United States District Court, W.D. Washington, Seattle

February 24, 2014

UNITED STATES OF AMERICA, Plaintiff,
v.
ROLANDA E. MILES, Defendant.

ORDER GRANTING MOTION FOR ENTRY OF JUDGMENT

ROBERT S. LASNIK, District Judge.

This matter comes before the Court on the government's "Motion for Entry of Judgment, " Dkt. # 24. On January 17, 2014, the Court sentenced Defendant to three years of probation following her plea of guilty to theft of government funds. Dkt. # 13; Dkt. # 22. As a result of Defendant's conduct, she received $64, 663 in overpayments from the Social Security Administration's ("SSA") and $42, 141 in overpayments from the Washington Department of Social and Health Services. Dkt. # 9 at 5-6. During the sentencing hearing, Defendant asked the Court to include language in the judgment limiting SSA's withholding of future benefits as part of its internal recoupment program. The Court requested additional briefing from the parties regarding this issue. Having considered the parties' memoranda and supporting documents and the remainder of the record, the Court finds the following:

(1) Federal regulations provide that if a person who has received an overpayment of SSA benefits is entitled to a monthly benefit or lump sum, "no benefit for any month and no lump sum is payable to such individual, except as provided in paragraphs (c) and (d) of this section, until an amount equal to the amount of overpayment has been withheld or refunded. 20 C.F.R. § 404.52(a)(1). Although Section (c) allows the SSA to reduce the amount withheld if it determines that withholding the full amount each month would defeat the purpose of the Social Security Act (the "Statute"), this adjustment is not available if the overpayment was due to the fraud committed by the individual. Id . § 404.52(c)(1)-(2).[1]
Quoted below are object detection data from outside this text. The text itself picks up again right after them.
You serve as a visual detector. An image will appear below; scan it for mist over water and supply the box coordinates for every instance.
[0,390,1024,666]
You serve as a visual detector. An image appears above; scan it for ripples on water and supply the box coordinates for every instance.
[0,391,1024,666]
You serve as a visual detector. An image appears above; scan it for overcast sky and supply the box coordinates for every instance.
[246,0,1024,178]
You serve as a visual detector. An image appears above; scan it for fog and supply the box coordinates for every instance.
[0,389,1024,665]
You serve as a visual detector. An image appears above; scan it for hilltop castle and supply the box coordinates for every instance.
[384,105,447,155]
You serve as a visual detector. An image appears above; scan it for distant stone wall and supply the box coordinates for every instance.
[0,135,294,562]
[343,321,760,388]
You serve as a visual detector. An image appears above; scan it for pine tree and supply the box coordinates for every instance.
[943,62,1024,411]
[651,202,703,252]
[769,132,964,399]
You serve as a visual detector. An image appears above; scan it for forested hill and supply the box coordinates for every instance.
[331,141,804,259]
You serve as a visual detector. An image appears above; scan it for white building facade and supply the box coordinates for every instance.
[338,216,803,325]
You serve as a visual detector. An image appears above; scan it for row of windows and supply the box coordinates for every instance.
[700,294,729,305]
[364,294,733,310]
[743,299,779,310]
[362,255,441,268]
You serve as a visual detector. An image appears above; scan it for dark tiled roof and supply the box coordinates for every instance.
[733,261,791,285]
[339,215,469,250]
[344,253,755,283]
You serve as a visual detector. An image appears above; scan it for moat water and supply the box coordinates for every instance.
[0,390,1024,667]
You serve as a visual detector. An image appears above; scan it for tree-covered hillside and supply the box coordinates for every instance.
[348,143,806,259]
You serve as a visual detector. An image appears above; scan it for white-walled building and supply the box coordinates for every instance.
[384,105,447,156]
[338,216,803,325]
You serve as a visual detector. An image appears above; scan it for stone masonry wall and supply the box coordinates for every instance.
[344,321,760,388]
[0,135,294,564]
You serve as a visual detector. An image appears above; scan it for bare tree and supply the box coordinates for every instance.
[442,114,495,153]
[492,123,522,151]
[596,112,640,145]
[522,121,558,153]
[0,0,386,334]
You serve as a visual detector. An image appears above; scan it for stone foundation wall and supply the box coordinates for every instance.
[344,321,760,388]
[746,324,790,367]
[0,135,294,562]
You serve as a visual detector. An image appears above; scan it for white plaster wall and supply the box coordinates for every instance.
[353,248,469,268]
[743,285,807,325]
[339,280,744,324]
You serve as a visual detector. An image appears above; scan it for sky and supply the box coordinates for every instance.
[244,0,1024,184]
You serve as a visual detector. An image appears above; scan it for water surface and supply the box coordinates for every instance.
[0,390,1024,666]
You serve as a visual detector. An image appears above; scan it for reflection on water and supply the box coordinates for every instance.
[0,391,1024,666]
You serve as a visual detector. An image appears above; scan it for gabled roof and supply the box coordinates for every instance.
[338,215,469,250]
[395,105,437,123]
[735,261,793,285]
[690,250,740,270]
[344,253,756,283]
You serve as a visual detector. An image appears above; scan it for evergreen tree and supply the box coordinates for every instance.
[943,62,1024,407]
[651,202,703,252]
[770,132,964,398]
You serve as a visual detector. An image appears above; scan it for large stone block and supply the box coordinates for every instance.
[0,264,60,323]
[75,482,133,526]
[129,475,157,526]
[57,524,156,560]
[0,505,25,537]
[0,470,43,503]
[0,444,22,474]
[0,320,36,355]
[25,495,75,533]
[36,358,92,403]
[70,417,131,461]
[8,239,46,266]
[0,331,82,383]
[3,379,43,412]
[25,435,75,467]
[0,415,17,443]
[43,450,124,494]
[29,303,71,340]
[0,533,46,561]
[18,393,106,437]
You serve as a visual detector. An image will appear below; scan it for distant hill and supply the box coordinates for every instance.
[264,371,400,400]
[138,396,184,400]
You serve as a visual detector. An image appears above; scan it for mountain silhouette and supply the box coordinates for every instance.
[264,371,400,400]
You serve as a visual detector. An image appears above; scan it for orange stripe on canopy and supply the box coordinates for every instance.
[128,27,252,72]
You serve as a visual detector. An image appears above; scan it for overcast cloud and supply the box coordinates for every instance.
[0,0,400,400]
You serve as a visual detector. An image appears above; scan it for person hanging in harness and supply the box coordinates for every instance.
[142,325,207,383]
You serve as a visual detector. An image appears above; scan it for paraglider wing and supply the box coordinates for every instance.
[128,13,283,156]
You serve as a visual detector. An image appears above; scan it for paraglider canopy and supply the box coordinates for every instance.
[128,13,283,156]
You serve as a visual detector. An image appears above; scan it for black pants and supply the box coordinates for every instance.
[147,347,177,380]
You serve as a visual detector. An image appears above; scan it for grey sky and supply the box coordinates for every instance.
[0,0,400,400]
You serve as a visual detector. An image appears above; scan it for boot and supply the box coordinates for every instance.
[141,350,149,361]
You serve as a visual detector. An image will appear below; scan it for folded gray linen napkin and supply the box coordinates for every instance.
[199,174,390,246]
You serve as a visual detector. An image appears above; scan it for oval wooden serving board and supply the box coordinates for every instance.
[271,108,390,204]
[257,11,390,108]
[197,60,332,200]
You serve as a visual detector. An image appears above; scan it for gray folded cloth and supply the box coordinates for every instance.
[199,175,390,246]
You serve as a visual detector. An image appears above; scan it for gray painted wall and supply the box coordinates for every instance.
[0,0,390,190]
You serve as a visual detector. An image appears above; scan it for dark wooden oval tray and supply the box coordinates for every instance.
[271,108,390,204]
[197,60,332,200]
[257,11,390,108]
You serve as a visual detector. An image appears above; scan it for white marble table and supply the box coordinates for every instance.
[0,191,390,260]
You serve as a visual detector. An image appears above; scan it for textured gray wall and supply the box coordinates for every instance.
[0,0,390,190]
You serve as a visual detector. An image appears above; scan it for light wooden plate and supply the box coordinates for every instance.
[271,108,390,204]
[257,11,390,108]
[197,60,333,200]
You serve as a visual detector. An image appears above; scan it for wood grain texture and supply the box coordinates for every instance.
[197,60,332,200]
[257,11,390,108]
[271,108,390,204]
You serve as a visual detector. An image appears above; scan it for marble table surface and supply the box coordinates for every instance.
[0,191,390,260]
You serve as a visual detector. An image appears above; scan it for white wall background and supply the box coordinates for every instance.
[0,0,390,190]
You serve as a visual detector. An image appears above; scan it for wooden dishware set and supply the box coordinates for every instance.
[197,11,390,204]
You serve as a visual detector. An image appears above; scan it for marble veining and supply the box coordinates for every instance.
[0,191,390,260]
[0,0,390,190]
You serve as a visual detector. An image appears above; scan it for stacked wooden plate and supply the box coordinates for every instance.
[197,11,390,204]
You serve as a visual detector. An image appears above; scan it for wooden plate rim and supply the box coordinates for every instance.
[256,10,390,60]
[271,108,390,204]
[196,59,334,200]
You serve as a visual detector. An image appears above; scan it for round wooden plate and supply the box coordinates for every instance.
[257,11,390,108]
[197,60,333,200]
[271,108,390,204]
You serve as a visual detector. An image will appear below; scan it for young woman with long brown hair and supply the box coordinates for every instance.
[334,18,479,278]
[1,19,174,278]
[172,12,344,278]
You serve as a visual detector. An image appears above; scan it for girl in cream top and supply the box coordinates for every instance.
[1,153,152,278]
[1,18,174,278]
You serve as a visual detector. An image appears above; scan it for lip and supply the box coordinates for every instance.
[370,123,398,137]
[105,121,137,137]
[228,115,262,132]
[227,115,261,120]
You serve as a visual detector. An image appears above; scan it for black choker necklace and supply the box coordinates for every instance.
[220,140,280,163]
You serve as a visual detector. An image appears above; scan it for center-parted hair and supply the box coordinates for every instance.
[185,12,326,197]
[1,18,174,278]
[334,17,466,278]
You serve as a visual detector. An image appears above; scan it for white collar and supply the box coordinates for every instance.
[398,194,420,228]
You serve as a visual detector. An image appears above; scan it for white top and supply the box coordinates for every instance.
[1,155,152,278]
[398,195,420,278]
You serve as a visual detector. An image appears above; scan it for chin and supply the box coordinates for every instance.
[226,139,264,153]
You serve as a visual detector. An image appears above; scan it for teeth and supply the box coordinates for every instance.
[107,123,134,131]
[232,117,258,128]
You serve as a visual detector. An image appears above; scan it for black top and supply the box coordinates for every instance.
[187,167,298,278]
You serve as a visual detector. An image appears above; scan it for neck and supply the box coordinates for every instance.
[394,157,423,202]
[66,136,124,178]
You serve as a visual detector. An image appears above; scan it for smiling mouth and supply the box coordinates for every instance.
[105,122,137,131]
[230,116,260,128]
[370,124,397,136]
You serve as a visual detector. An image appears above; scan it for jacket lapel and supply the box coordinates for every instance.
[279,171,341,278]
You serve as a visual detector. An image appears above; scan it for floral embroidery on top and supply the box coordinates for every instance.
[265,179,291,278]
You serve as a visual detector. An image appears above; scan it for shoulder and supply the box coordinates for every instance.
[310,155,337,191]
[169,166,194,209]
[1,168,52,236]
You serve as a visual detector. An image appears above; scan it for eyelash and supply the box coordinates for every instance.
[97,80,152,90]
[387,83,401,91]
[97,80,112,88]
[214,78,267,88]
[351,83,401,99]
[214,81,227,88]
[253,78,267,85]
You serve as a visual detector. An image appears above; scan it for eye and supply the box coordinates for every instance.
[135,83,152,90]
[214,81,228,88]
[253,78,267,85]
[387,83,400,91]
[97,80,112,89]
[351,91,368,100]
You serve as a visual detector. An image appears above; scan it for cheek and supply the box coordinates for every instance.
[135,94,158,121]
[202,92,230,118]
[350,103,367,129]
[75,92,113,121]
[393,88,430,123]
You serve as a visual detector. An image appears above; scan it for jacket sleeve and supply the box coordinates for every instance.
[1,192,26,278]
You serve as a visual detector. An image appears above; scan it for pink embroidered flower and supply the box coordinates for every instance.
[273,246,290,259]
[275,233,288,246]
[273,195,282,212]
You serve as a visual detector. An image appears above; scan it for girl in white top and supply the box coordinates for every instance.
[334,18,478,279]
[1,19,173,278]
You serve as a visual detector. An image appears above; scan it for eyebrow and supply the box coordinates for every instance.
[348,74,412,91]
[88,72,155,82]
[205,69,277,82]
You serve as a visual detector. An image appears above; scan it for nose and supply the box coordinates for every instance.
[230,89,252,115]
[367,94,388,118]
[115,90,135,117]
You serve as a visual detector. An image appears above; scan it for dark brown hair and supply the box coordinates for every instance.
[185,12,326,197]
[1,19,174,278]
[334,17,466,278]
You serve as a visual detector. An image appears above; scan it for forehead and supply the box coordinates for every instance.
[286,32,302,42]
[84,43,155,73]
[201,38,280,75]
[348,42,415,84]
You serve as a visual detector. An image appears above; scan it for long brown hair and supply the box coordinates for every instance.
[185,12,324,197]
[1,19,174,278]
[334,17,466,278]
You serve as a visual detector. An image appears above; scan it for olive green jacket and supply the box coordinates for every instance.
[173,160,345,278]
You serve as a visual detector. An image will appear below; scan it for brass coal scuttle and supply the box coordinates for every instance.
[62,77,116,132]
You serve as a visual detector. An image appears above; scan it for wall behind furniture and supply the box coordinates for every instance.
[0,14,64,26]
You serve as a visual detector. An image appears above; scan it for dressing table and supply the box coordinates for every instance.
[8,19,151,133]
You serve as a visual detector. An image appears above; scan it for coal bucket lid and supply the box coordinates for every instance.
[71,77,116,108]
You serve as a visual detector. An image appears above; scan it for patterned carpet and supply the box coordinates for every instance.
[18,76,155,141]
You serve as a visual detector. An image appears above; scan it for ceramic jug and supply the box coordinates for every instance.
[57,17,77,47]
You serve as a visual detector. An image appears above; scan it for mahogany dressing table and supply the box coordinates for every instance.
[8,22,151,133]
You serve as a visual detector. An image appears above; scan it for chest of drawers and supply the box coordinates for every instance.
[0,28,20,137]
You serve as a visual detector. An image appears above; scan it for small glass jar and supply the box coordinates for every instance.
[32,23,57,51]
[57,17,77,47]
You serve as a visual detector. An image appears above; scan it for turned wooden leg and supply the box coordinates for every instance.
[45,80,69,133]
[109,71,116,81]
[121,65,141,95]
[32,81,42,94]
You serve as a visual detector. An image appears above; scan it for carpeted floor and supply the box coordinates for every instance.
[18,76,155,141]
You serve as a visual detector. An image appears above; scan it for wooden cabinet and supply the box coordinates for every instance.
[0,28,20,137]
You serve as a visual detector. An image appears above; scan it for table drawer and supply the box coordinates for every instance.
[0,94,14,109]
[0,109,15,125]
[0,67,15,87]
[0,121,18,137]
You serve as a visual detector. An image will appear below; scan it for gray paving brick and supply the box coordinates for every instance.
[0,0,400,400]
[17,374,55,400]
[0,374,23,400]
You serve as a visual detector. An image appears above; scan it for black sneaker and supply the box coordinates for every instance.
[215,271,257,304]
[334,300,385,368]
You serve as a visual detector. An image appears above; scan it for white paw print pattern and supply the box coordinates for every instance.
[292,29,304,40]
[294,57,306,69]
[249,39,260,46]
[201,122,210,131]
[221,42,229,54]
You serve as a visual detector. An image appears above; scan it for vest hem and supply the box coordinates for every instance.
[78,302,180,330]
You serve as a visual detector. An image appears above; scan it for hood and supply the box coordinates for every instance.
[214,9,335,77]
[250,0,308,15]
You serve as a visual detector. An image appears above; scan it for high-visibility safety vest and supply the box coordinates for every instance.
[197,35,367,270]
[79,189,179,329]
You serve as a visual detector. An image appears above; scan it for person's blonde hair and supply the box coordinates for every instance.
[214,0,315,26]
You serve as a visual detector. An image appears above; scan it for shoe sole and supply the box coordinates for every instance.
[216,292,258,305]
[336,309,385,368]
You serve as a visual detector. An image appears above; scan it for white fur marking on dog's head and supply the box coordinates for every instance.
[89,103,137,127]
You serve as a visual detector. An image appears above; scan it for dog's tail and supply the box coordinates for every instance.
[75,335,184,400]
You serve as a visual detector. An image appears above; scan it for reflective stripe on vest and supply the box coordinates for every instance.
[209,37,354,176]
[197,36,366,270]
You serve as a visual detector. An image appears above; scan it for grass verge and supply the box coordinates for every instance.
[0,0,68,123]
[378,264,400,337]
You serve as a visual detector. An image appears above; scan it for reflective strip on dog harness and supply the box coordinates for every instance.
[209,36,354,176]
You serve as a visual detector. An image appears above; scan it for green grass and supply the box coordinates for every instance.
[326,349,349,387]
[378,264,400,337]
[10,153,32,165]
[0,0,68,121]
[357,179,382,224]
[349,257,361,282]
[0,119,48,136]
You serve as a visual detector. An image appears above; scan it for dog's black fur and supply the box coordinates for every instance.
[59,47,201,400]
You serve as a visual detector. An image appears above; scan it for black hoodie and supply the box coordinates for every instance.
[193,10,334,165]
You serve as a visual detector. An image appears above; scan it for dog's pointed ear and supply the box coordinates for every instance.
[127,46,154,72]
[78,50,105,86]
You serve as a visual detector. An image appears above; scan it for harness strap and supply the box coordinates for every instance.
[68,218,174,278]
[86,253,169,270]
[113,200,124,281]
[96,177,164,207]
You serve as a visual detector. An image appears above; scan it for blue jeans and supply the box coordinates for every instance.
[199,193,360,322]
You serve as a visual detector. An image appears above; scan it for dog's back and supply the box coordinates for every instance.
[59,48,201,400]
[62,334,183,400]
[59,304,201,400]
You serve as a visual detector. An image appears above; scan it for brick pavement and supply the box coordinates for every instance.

(2) The Statute and its implementing regulations provide a comprehensive system for review of agency actions, including decisions regarding the recoupment of overpaid benefits. 20 C.F.R. §§ 900-404.982. Generally, after the SSA makes an initial determination, an individual dissatisfied with the decision may seek reconsideration. Id . § 900(a)(2). If the individual is dissatisfied with the reconsideration decision, the individual may request a hearing before an Administrative Law Judge ("ALJ"). Id . § 900(a)(3). If the individual is dissatisfied with the ALJ's decision, the individual may seek review of the decision by the Appeals Council. Id . § 900(a)(4).

(3) The Statute limits judicial review of agency actions to final decisions of the SSA Commissioner after a hearing. Califano v. Sanders , 430 U.S. 99, 108 (1977); Udd v. Massanari , 245 F.3d 1096, 1098 (9th Cir. 2001). A "final decision" results only if the Appeals Council grants review and issues a decision, or if the individual makes a timely request for review that is denied. 20 C.F.R. § 404.981; Heckler v. Day , 467 U.S. 104, 107 (1984). In this criminal case, there is no indication that Defendant has exhausted her administrative remedies and there is no final decision. Thus, this Court lacks subject matter jurisdiction under the Statute to provide the type of relief sought by Defendant. Califano , 430 U.S. at 108.

For all of the foregoing reasons, the government's motion for entry of judgment (Dkt. # 24) is GRANTED.